Labor Market Guesstimate (very shaky)
In 1980s the natural unemployment could be around 2.5%. In 1990s the rate could be around 4.0%. If equilibrium employment entry and exit rates are 2%, the average unemployment period could be about 2 months. Since November 2008, the accumulated gap of exit rate over entry rate is 1.44%. As this rate should be adjusted in terms of labor force, it would be 1.6% or so. If we add this to 4%, which is unemployment rate in November 2008, the result is 5.6% which is close enough to 5.7%, the current unemployment rate. Tentative conclusion is that the increase in unemployment rate has not been caused by some structural change so far, but output gap (demand minus supply). In other words, 1.7%, which is 5.7% minus 4.0%, is the consequence of output gap. Assuming Okun's Law in Japan is 1 to 3, the current output gap would be 5.1%. The BOJ estimate of GDP gap is around 9% on a semester basis. If continued in a year, it would derive unemployment rate of 7%. If GDP gap in a year is around 6%, the unemployment rate is 6%. So, the on-going "recovery" could be consistent with this scenario. My scenario rests on the assumption that the GDP gap of the second half of this year would be 4% or so.

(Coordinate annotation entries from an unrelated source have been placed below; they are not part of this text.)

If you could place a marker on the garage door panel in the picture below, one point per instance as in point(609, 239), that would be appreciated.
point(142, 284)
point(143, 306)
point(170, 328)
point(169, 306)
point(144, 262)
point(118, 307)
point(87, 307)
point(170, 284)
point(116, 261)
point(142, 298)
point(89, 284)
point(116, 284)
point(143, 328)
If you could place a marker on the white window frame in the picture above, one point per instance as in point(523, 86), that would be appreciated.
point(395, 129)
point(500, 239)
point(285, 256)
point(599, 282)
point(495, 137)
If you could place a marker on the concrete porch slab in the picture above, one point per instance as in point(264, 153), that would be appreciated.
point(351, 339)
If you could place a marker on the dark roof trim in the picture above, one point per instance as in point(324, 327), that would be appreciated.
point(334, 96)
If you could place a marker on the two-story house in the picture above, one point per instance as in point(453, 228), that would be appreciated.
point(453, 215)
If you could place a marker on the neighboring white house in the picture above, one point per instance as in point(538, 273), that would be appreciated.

Then, what would be the next "equilibrium conditions" in labor market? My casual hunch is as follows. The equilibrium entry and exit rates are both 2% (or 2.25%). The both should be the same in equilibrium. The average unemployment period could be about 2.8 months (or 2.5 months). The equilibrium entry and exit rates are related to fluidity in labor market. DPJ's policy direction is in general against the fluidity. The average unemployment period is related to the increase in unemployment benefit and training, as well as the direction of employment change on a sector basis. Since DPJ's policy stance is in general for resource reallocation, the consequent increase in unemployment period could be a likely event. The unemployment rate consistent with this scenario is 6%. In the transition period, Effective Ratio of Job Offers to Applicants would go up, while the unemployment rate would stay around. [091018I172.xls]
We have not considered the effect of technological change so far. That would be a long-term consideration. However, the technological trend is labor-saving, not labor intensive. Thus, it would push unemployment rate up.